Abituati come siamo a leggere quasi esclusivamente i quotidiani nazionali e i settimanali importanti, tralasciamo la lettura di quella miriade di testatine locali che ci raccontano la situazione sociale che ci circonda. Questa volta, però, ci siamo imbattuti in una lettera di una donna. Mulatta. Dignitosa e lucida. Contro un'adunata di alpini.


Nei quasi ottomila comuni italiani (7.954 per la precisione), probabilmente, si edita almeno un giornale di varia periodicità, emanazione dell'Amministrazione Comunale, di qualche associazione, di Pro Loco, ecc.

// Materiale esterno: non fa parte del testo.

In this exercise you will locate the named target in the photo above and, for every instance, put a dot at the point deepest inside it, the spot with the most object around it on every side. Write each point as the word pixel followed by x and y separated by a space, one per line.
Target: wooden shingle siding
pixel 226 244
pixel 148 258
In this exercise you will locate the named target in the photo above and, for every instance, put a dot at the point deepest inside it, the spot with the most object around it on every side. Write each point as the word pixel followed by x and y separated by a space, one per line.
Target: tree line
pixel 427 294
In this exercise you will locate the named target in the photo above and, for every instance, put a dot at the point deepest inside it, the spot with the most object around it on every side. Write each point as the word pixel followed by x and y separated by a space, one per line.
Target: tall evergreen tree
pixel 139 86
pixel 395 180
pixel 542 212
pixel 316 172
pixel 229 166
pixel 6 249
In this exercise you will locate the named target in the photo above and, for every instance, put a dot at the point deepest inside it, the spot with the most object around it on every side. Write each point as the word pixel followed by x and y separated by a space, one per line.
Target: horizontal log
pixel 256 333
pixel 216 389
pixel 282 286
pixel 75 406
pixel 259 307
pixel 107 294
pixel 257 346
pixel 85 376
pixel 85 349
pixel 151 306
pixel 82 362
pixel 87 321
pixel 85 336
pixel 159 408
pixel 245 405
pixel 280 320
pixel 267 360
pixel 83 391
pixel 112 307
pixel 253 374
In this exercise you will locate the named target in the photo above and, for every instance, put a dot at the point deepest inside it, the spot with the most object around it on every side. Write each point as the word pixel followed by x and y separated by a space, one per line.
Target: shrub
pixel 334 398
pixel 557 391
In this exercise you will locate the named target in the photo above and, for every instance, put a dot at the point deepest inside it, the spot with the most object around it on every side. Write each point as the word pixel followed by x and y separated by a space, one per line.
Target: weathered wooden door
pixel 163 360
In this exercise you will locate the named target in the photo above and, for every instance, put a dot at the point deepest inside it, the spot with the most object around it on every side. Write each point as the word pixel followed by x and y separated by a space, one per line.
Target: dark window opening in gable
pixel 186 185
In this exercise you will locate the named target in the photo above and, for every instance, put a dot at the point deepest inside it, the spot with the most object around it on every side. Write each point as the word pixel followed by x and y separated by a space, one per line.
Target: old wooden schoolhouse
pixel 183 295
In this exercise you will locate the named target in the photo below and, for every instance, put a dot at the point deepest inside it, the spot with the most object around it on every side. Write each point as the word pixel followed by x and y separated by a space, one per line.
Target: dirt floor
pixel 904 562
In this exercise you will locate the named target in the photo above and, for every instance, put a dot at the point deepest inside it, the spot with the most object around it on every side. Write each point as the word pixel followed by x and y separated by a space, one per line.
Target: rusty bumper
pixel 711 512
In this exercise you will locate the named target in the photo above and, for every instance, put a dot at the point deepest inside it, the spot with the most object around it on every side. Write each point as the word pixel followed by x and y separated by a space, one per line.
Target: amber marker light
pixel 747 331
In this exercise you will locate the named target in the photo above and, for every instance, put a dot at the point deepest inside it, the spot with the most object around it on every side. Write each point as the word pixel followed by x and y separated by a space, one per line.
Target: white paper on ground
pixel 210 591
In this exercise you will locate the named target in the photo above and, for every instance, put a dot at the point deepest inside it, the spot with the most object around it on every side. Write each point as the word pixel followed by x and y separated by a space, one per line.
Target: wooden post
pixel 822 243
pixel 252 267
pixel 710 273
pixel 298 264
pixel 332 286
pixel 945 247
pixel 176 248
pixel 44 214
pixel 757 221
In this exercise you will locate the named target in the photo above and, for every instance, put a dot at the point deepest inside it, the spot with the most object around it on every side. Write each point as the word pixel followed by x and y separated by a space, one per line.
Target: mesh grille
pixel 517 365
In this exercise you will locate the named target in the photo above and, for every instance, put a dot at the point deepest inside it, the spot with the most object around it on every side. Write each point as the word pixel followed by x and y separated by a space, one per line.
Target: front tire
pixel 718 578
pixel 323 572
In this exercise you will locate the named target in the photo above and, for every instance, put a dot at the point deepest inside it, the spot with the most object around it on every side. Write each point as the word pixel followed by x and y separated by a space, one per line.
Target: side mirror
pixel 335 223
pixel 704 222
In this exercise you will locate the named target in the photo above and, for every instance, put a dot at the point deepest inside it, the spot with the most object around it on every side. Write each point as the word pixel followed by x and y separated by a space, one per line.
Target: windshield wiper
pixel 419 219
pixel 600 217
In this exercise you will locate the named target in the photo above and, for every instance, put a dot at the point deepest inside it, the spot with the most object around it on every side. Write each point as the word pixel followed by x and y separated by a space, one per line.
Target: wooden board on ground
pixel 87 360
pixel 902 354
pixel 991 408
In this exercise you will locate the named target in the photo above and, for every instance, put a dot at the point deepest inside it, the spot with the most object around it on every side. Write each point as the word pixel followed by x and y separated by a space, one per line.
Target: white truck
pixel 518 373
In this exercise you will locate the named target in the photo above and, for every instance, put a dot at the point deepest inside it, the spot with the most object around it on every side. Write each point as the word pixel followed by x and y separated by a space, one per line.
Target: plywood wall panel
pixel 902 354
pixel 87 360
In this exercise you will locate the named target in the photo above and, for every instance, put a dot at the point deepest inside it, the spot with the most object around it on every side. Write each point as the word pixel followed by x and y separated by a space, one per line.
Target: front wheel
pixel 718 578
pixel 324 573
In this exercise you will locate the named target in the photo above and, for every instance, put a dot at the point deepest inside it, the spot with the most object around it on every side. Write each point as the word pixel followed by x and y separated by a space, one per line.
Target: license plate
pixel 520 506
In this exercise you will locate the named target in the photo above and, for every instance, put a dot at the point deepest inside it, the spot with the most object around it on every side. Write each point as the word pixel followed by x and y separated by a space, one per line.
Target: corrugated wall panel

Noi siamo soliti ricavare le informazioni che ci interessano dai grandi quotidiani nazionali, dalle varie emittenti televisive e radiofoniche, dalla rete. Prestiamo poca attenzione invece a questi giornali di provincia, meno ancora a periodici che sono diretta emanazione di gruppi locali o associazioni particolari. Invece dovremmo prestare più interesse a ciò che si può leggere in un ambito meno famoso e meno diffuso come è quello di questo particolare segmento della stampa. Nei piccoli centri di provincia (e come abbiamo visto l'Italia è molto ricca di località, di paesi e piccole cittadine) questi giornali o riviste sono molto diffusi e altrettanto letti. Entrano in quasi tutte le case, passano di mano in mano, si diffondono con estrema facilità. Credo che, da un certo punto di vista, possano raccontarci molto più precisamente quali umori, quali notizie, quali sentimenti, raggiungono il paese più profondo, quello a margine della grande città, quello insomma che costituisce una buona parte del tessuto sociale e culturale di cui parlano, senza spesso capirne nulla, i grandi organi di informazione.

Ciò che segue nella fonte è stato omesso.